Piraeus Securities sees optimistic prospects for GEK TERNA shares, upgrading the target price to €31, which implies an upside potential of approximately 50%. The revision is based on the strategic partnership with Motor Oil in the energy sector, the significant valuation of concessions reaching €2.3 billion, and the company’s consistently strong presence in the construction sector. Analysts characterize GEK TERNA as an attractive infrastructure player with dynamic growth both in Greece and internationally.
Piraeus Securities on GEK TERNA: Target price at €31 with 50% upside potential
Specifically, Piraeus Securities is proceeding with an upgrade of GEK TERNA’s target price, raising it to €31.0 (from €25.20 previously), following the upgrade of the energy portfolio after the strategic deal with Motor Oil, the new valuation of the concessions portfolio now amounting to €2.3 billion, and the strong profitability of construction. According to the brokerage’s latest analysis, GEK TERNA remains an attractive investment opportunity in the European infrastructure sector, with significant upside potential, following its large project portfolio in Greece and expansion opportunities abroad.
In a significant strategic development for the domestic electricity market, GEK TERNA and Motor Oil announced the merger of their energy activities into a new 50/50 scheme.

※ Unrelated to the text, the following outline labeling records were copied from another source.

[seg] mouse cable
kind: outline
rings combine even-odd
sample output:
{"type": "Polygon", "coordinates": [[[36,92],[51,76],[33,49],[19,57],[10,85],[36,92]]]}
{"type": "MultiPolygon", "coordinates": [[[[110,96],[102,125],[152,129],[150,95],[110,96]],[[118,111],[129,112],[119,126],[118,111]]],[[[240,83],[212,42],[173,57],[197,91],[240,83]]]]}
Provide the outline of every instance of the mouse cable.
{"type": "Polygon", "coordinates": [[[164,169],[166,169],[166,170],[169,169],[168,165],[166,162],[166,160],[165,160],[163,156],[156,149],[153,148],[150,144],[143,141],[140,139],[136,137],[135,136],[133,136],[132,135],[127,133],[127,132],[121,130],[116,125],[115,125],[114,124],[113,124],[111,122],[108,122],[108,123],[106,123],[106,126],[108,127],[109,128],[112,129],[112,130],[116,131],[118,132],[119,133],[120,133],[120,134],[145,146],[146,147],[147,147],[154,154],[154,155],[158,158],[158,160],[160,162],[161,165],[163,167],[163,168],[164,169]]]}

The new company will operate as a vertically integrated utility, running 3 power plants with combined capacity of 1.7 GW and holding a 15.5% market share (June 2025), making it the third largest player in the market.
According to analysts, for GEK TERNA the Sum Of The Parts valuation exercise gives a value of €3.2 billion (after a 10% holding discount) leading to a target price of €31.0 per share. The value of concessions is estimated at €2.3 billion, of which €1.8 billion comes from highways (excluding BOAK) and with the value of the stake in Attiki Odos (90%) amounting to €974 million. Construction is valued at €0.87 billion following strong cash flows and high-quality backlog. Finally, the energy sector is valued at €0.6 billion after the strategic deal with Motor Oil.
In terms of estimates, total sales for 2025 are expected at €3.5 billion with EBITDA at €605 million and net profit at €136 million. For 2026 (consolidating the energy sector using the equity method), sales are estimated at €2.4 billion, with EBITDA at €612 million and net profit at €195 million. For 2028-29, the Group’s EBITDA is estimated at approximately €800 million and net profit at approximately €300 million.
Regarding liquidity, total receipts of the parent company from the three main activities for the period 2025-31 are estimated at €2 billion, with over 50% coming from concession projects, with their contribution increasing as projects mature. Meanwhile, investments (equity) are estimated at €1 billion for the same period, with the parent company’s cash available standing near €0.4 billion for the first years and exceeding €1 billion from 2030, when Egnatia Odos and IRC projects will begin contributing.